With a diminished presence in Southern California and CHR/Rhythmic KPWR-FM 105.9 “Power 106” in Los Angeles its lone property in a highly competitive market, Emmis may be readying a retreat from its battle with iHeart. With asset purchase agreements totaling at least $80 million now on the clock for Emmis, there’s some chatter that Power 106 would be an obvious choice, given its 30-year heritage in Southern California and continued brand value.

At the same time, WLIB-AM 1190 has been on the market since late August, and has yet to find a buyer. With WLIB one of the two stations that triggered the 2014 Credit Agreement, one now wonders if Emmis will pair WLIB with WBLS and sell them as a pair, effectively turning back the clock and erasing the 2014 deal that brought the stations targeting African-American listeners to Emmis as a way to fully protect its CHR/Rhythmic stalwart in New York — WQHT-FM 97.1.
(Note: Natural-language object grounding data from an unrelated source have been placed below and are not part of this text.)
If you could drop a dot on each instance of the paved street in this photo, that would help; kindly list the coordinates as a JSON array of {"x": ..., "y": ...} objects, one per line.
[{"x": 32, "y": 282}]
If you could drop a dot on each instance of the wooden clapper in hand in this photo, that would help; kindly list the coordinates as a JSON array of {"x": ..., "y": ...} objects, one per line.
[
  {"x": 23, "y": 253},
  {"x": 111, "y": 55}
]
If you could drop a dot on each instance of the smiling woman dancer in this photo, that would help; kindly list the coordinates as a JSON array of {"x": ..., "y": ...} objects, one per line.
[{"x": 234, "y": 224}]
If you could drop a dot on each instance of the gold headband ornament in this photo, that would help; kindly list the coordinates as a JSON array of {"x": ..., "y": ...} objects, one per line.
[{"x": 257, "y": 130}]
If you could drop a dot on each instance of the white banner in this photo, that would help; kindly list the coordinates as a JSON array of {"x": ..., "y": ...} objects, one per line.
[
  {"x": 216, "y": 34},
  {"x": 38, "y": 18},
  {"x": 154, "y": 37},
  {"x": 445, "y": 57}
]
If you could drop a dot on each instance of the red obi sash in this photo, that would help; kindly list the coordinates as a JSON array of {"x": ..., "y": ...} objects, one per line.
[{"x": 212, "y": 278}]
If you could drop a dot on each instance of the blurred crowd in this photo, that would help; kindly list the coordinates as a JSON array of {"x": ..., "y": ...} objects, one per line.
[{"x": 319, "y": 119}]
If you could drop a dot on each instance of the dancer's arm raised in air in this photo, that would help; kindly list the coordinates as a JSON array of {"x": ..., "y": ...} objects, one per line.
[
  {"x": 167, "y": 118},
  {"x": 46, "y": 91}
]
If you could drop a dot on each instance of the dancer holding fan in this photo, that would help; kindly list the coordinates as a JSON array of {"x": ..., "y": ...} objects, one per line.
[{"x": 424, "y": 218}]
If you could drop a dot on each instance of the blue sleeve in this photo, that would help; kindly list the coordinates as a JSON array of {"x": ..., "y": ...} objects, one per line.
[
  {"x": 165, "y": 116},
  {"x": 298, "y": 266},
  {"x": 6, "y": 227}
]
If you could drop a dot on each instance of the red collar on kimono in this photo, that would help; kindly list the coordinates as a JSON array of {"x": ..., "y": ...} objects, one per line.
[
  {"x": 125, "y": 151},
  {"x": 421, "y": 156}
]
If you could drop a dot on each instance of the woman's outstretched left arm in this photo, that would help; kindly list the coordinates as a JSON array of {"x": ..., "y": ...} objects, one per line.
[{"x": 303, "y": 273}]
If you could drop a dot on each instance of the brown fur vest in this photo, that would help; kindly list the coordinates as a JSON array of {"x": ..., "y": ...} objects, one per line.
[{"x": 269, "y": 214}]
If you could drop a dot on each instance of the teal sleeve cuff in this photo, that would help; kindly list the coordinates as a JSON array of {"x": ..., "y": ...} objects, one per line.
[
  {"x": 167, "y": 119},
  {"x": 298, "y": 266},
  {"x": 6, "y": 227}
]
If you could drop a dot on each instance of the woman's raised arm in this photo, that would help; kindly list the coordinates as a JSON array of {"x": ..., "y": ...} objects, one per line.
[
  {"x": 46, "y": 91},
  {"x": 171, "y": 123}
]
Meanwhile, Emmis has a 50.1% interest in an Austin cluster comprised of KLBJ-AM, five FMs and two FM translators; Sinclair Telecable has the remaining interest.

Additionally, Emmis owns and operates four FMs in St. Louis.

Given the $80 million needed by Jan. 18, 2018, the Austin and St. Louis ownership assets may also be in play.

What’s certain is that Emmis will likely not divest its Indianapolis holdings; it has stated that it seeks to retain Indianapolis Monthly.

While the speculation will continue for weeks to come, there’s one certainty regarding Emmis: It’s a seller, not a buyer. With media brokers in suites at the Encore through tomorrow (4/26), perhaps Emmis has emerged as a surprise radio industry player in a post-spectrum auction world focused primarily on TV’s deals-to-be.